Strangers with Candy*
Although it doggedly insists on killing time with low-grade race and fart jokes, Strangers with Candy scores enough decent laughs through a calculated cast of comedic performers to sustain its loony 83 minutes. Amy Sedaris, adapting her character from Comedy Central’s deservedly defunct TV series, is a purely physical comedian, cackling and jeering her way through a flimsy story, essentially owning it. She plays Jerri Blank, an aging ex-street thug with an absurdly inflated record, returning from jail to find her beloved father comatose. Poised to wake him up with good spirits (and urged on by the giddy family doctor, hilariously portrayed by Ian Holm), Jerri returns to high school and fields locker room social sharks while aiming to win the science fair. Cue the vignettes.

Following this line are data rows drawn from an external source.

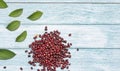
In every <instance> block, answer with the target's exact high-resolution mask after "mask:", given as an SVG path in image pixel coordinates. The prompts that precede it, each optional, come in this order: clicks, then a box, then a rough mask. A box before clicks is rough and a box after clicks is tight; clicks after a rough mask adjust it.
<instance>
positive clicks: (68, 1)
mask: <svg viewBox="0 0 120 71" xmlns="http://www.w3.org/2000/svg"><path fill="white" fill-rule="evenodd" d="M5 1H6V2H120V0H5Z"/></svg>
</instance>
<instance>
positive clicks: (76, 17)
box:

Just when Sedaris’ geriatric time bomb persona starts to get weary, Stephen Colbert saves the day. Playing the school’s quirky science teacher (the second of The Daily Show gang to do so, following Jon Stewart’s more restrained role in The Faculty) Colbert is essentially riffing on his mock-O’Reilly persona, a cross-reference that enables him and the film’s other random personalities to enhance their pop culture immortality (Matthew Broderick, Sarah Jessica Parker, Phillip Seymour Hoffman and Kristie Alley all drop in, possibly along their way to more refined projects).
With no solid structure but a consistently caustic wit, Candy often has a surrealist tone that makes it more comparable to the classroom scenes in Monty Python’s The Meaning of Life or Luis Bunuel’s The Phantom of Liberty—rather than Mean Girls— but it’s obviously less inspired. In terms of the premise, Billy Madison does it better, but that’s not saying much.
*A trunctated version of this review was published this week in the New York Press.